Abstract
Small molecule–activated chimeric antigen receptors (CAR) allow for regulation of T-cell activity.
Major finding: Small molecule–activated chimeric antigen receptors (CAR) allow for regulation of T-cell activity.
Concept: T cells made to express ON-switch CARs require both tumor antigen and a small molecule for activation.
Impact: Small-molecule control of CAR T cells allows for reduced toxicity in tumor immunotherapy.

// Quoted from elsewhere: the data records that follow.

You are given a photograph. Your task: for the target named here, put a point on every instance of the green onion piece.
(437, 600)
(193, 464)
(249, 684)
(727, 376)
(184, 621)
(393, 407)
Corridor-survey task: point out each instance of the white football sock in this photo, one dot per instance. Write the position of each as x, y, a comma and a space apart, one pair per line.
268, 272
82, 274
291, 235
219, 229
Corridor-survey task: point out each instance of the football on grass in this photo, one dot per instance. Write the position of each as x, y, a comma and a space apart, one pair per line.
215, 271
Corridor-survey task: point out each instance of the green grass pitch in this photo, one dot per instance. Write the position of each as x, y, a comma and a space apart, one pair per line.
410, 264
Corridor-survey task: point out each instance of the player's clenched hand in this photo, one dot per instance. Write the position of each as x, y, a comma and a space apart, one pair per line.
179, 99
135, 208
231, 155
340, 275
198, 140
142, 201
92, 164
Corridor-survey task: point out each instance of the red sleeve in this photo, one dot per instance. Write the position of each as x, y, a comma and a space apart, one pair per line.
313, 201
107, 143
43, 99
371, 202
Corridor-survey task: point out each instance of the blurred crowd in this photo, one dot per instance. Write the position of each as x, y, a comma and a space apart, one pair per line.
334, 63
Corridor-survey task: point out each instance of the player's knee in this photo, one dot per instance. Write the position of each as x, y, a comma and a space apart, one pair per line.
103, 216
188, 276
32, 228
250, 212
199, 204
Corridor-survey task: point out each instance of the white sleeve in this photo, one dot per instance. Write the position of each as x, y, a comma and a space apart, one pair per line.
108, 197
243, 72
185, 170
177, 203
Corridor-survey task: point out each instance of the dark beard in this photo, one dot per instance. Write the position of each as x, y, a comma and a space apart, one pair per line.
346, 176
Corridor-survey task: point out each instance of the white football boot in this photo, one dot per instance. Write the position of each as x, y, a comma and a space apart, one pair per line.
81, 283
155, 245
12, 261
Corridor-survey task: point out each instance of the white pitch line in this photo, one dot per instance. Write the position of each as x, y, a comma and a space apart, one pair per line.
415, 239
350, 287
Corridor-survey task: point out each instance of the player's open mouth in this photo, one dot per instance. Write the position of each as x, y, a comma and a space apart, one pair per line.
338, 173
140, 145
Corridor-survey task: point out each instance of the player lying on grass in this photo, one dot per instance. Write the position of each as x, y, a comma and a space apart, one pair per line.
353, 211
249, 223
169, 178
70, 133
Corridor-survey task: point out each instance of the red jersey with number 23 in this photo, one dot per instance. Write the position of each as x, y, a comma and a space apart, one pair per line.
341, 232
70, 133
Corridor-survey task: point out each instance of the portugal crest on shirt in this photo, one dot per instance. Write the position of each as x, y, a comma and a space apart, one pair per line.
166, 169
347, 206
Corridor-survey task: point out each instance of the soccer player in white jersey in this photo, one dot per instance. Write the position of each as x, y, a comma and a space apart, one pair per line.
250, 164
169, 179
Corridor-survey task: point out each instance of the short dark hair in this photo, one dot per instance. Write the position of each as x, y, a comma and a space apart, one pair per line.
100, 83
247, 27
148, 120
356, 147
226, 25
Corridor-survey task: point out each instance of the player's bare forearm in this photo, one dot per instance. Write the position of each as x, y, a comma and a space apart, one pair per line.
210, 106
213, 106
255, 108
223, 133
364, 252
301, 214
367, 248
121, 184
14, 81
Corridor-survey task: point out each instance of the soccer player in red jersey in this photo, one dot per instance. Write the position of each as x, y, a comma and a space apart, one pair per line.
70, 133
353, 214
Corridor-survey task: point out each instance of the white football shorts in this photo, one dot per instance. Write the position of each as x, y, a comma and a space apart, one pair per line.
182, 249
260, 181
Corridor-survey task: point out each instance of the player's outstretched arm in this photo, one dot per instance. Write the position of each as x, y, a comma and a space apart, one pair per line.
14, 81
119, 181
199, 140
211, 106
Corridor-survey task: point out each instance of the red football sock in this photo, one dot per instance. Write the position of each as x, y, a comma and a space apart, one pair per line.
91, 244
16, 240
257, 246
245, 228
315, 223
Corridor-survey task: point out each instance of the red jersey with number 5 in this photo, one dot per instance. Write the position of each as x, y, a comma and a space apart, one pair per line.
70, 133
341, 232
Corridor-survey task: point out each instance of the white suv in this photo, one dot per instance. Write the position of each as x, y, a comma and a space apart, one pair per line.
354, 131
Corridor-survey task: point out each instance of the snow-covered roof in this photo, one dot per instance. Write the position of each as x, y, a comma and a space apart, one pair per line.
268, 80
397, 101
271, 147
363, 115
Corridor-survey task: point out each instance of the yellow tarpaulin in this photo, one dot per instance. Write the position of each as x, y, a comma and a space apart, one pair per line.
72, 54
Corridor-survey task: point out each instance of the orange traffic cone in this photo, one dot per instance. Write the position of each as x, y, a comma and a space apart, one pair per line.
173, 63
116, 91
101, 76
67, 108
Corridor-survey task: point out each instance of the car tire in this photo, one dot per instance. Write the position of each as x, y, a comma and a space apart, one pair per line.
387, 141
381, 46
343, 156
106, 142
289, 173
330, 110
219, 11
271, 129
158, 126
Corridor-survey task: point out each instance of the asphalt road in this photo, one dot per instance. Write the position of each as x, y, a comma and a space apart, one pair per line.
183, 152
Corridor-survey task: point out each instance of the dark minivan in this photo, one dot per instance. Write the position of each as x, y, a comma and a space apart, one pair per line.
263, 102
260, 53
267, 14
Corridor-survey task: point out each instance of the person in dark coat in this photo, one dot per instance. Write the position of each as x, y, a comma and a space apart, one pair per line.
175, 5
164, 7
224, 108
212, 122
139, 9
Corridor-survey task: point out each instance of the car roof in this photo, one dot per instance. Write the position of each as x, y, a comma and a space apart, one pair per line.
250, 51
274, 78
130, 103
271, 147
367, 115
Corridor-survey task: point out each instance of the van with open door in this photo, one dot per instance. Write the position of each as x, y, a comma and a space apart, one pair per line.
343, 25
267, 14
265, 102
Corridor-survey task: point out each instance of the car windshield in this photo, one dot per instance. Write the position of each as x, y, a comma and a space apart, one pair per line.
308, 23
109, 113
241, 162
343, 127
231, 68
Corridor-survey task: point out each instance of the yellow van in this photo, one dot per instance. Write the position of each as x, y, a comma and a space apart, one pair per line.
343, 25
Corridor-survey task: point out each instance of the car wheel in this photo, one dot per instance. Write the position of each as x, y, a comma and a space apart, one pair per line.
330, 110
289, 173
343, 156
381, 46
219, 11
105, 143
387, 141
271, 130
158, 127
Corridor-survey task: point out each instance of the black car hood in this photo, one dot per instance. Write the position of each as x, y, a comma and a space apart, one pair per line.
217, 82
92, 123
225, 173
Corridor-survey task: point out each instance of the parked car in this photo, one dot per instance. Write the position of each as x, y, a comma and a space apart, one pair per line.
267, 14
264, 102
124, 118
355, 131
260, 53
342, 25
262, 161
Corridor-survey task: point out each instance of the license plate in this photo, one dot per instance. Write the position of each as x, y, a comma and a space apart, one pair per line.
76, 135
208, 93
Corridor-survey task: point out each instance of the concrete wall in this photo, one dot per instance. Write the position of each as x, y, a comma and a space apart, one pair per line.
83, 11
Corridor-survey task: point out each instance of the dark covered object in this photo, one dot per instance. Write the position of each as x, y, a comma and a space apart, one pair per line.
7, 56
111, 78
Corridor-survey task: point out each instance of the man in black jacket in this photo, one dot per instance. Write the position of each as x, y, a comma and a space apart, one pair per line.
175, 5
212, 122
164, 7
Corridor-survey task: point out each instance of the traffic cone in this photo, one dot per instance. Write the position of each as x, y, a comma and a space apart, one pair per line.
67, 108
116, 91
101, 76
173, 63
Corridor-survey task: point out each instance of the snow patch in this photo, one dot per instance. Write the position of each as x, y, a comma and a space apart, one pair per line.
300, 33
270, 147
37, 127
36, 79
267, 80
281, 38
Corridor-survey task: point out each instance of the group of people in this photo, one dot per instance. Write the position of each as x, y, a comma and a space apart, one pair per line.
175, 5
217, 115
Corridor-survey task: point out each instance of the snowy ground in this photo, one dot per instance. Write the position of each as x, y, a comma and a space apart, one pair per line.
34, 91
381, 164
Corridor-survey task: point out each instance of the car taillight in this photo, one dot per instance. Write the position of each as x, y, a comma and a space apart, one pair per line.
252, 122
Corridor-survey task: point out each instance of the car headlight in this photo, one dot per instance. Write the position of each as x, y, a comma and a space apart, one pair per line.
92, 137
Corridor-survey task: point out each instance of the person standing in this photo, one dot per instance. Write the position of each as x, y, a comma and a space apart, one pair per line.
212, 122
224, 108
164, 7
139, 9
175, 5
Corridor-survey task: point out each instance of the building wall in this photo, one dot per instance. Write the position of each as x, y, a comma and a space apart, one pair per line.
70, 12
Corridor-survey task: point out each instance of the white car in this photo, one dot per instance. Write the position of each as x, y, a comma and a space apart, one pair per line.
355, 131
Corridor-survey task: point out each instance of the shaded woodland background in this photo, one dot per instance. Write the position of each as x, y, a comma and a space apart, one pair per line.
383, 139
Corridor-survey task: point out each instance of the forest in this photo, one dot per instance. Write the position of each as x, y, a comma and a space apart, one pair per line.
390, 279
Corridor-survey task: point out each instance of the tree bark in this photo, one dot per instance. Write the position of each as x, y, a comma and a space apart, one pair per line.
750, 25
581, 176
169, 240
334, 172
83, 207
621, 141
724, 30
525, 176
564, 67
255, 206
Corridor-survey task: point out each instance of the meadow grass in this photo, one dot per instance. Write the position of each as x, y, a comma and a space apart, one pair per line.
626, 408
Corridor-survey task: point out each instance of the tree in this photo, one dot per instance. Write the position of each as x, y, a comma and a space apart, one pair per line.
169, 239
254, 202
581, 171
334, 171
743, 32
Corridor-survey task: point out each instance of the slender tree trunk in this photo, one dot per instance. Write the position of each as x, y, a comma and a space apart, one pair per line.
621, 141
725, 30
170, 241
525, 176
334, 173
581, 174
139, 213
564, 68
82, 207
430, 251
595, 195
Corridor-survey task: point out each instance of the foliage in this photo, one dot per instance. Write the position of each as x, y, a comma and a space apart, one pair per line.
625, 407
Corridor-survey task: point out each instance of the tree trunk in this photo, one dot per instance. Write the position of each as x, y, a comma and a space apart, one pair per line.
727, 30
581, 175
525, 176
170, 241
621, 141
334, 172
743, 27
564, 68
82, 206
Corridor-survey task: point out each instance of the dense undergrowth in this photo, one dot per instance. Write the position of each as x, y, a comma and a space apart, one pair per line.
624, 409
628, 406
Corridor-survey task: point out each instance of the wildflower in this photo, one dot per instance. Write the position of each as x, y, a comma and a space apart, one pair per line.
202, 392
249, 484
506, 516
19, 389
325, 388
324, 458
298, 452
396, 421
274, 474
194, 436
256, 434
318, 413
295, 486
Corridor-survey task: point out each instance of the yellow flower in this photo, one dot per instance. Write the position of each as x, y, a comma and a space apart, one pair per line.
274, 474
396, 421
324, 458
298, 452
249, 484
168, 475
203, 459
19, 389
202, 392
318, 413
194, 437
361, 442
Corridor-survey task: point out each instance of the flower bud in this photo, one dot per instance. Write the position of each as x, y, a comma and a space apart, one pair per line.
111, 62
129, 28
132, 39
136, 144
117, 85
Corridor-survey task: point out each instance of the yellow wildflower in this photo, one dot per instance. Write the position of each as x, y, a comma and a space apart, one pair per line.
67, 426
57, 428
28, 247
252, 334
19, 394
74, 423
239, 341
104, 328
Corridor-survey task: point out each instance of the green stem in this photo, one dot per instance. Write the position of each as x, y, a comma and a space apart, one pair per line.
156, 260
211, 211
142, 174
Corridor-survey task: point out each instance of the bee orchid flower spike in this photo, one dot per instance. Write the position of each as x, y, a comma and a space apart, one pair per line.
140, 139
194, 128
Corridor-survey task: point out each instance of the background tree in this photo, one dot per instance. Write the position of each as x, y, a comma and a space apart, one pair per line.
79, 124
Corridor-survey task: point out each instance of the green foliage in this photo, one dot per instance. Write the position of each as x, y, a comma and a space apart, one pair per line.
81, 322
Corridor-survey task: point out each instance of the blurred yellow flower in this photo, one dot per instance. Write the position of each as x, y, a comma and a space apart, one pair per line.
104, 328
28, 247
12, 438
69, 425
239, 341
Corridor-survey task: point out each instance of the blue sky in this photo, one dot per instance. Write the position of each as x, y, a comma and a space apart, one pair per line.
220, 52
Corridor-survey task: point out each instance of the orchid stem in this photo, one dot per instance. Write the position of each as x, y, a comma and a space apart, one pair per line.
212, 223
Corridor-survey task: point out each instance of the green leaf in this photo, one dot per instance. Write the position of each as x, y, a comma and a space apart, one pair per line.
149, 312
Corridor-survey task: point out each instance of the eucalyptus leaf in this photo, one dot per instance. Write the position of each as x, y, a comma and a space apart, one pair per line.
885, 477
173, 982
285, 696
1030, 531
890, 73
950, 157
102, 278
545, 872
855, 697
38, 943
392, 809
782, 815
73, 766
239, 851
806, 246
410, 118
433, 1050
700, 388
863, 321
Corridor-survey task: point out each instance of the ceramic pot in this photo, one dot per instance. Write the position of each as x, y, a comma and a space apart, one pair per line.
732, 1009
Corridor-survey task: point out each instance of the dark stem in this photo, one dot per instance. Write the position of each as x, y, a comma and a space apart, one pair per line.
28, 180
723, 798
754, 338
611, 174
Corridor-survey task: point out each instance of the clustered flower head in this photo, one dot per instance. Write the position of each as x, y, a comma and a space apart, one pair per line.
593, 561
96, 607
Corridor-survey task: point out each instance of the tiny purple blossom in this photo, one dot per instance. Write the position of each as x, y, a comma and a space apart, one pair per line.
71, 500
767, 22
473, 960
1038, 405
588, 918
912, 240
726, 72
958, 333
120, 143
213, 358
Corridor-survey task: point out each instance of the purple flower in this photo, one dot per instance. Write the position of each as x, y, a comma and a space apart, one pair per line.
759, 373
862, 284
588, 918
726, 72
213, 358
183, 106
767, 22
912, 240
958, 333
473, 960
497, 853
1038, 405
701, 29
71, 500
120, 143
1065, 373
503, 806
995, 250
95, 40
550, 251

The use of engineered T cells represents a promising avenue for cancer immunotherapy. T cells can be engineered to express synthetic chimeric antigen receptors (CAR), which are comprised of a tumor antigen–specific extracellular antibody domain and intracellular T-cell signaling domains and costimulatory receptors. Binding to tumor antigen induces production of antitumor cytokines, therapeutic T-cell proliferation, and killing of antigen-expressing tumor cells. However, these therapies can lead to severe toxicities due to cross-reactivity and excessive immune responses. To address these limitations, Wu and colleagues developed an “ON-switch” CAR that allows for more precise control and titration of the activity of engineered therapeutic T cells. In this split receptor system, the antigen-binding domain only heterodimerized with the intracellular signaling component in the presence of a small-molecule, such as the rapamycin analogue AP21967 (rapalog). Cytokine production in response to target cell stimulation was as strong with the ON-switch CAR as with a conventional CAR, and required both the antigen and small-molecule. In addition, the presence of antigen and small molecule induced CD4+ T-cell proliferation and CD8+ T cell–mediated cytotoxicity of antigen-expressing tumor cells. Furthermore, the ON-switch CAR was also effective in vivo in a mouse xenograft model; injection of ON-switch CAR T cells resulted in small molecule–dependent depletion of target CD19+ tumor cells and displayed similar efficacy as conventional CAR T cells. The findings suggest that ON-switch CAR T cells may allow for precise regulation of T cell activity and for control of the timing and location of tumor cell killing. Moreover, the ON-switch CAR strategy for T-cell immunotherapy in cancer may reduce toxicity, making it a potentially safer option for patients.